2010年10月29日

預言運動の問題を論じる (7)


VI.聖書の権威と現代の啓示



 私たち伝統的ペンテコステ信仰に属する者は、現在流行の預言運動の人々とは異なっていても、原則として、現代の啓示あるいは預言というものの存在を認めている。ペンテコステ信仰がここまで広がりを見せている現在、福音的信仰を持つ者の中には、もはや癒しや奇跡と言った現象に躓くものはないであろう。あるいは異言には「薄気味わるさ」を感じる者はいるかもしれない。しかし今、ペンテコステ派と福音派の交わりを妨げている問題は、聖書の権威の問題である。福音派の人々は、ペンテコステ派の人々が認める預言などの啓示によって、聖書の権威が脅かされると感じているのである。
 


 もし、預言に代表される現在の啓示も、神から与えられたものとして権威を持つならば、私たちはその権威を、どのように位置付けたらよいのだろうか。それは神の言葉として、聖書と同等の権威を持つのだろうか。そのような啓示を集めた、あるいは預言を収録した記録は、聖書に加えられるべきものだろうか。あるいは、モルモン教のように、あるいは統一協会のように、聖書以外の聖典を持つことになるのだろうか。そこまで行かなくても、セブンスデー教会のように、聖書以外の権威の書を持つことにはならないだろうかと言う事である。



 A.聖書の権威



 ここで改めてはっきり確認しておきたいのは、聖書が神の言葉として絶対の権威を持つのは、聖書が啓示の書だからではなく、霊感によって書かれた書だからであるということである。聖書が単に啓示を収録した書物に過ぎないならば、権威という面では、「現在の預言」を収録した書物とあまりかわらない。しかも、すでに述べたように、聖書の記述のすべてが啓示によって与えられたものではなく、人間の記録も言い伝えも歌も、あるいは悪魔の言葉までも含まれている。これら全体を神からの啓示として権威付けているのは、神がこれを霊感と言う手段をもって、御自分の意思の通りに、誤りなく書き記させたという事実なのである。

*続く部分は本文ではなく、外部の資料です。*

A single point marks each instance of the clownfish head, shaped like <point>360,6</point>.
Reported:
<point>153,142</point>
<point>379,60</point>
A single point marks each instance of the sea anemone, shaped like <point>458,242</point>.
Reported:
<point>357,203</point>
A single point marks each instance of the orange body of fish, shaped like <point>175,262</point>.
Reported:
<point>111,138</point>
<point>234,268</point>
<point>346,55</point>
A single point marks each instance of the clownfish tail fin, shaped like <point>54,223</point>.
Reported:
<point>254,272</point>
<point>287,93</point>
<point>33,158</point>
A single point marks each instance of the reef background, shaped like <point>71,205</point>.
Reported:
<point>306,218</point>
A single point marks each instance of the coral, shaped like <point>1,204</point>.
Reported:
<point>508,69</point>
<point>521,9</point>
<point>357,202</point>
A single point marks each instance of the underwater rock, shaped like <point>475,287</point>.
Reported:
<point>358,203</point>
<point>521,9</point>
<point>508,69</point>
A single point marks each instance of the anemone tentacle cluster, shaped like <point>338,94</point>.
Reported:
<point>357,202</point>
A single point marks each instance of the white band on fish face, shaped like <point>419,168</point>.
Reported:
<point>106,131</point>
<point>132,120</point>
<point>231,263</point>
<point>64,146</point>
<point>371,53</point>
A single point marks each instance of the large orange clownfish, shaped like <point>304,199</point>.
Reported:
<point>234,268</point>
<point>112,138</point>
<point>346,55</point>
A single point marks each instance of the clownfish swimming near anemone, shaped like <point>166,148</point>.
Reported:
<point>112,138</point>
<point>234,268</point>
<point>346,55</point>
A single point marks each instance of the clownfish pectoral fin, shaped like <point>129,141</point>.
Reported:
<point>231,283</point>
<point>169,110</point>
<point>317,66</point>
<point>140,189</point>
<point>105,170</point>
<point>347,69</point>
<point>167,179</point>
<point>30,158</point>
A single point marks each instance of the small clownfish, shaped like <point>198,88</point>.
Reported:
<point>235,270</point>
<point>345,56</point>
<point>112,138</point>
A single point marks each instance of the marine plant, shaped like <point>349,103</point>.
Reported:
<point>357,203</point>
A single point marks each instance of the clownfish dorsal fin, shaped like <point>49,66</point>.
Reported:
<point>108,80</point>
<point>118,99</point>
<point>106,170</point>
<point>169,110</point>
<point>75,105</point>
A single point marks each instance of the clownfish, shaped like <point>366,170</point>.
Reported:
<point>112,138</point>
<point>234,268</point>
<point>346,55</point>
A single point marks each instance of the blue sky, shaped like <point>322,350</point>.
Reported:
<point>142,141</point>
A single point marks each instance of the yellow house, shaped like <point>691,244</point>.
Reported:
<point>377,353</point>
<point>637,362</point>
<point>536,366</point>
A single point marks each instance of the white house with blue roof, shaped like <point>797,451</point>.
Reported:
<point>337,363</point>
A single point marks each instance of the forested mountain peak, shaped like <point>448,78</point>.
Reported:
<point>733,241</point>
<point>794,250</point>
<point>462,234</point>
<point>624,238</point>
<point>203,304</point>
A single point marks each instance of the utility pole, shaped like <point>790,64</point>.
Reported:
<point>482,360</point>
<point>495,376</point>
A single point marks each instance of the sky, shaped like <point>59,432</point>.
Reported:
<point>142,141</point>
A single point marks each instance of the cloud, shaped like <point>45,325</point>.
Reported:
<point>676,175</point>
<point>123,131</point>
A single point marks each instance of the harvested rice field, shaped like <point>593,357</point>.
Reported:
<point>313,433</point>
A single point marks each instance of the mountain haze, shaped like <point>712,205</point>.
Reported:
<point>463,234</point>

 啓示というものは、預言を含めて、たとえどのような手段で与えられたとしても、人為的な誤りの入る余地がある。例えばある人が、物凄く太った人間の幻を見て、それを「豚のように太った」と表現したとする。この場合、「豚のように」という表現は彼のものであって、神のものではない。神がお与えになったのは幻であって、その「表現や形容」ではない。あるいは神は、「河馬のように」という表現を望んでおられたのかもしれない。また、一般的人間にはごく普通の、表現不足という欠点もある。あるいは、人間の言葉という限られたコミュニケーションの媒体には、適当な表現がない場合さえあるだろう。さらに、人間の「聞く」「見る」という感覚には、間違いが入る余地がたくさんある。神の言葉を直接聞いて、それをそのまま「預言」したとしても、そこには聞き違いが入る余地があり、言い違いの入る可能性がたくさんある。幻覚、幻聴という現象も知られている。視覚、聴覚などの感覚をつかさどる人体機能は、わずかな物理的刺激を加えるだけで誤作動をする。また、預言というものが、一般に言われているように「神からの直接の言葉」として与えられる場合より、「概念」として与えられる事が多いのだとすると、人為的誤りが混入する可能性はさらに増す。概念が、どのような理論構成と構文と言葉で表現されるか、人間に任せられているのである。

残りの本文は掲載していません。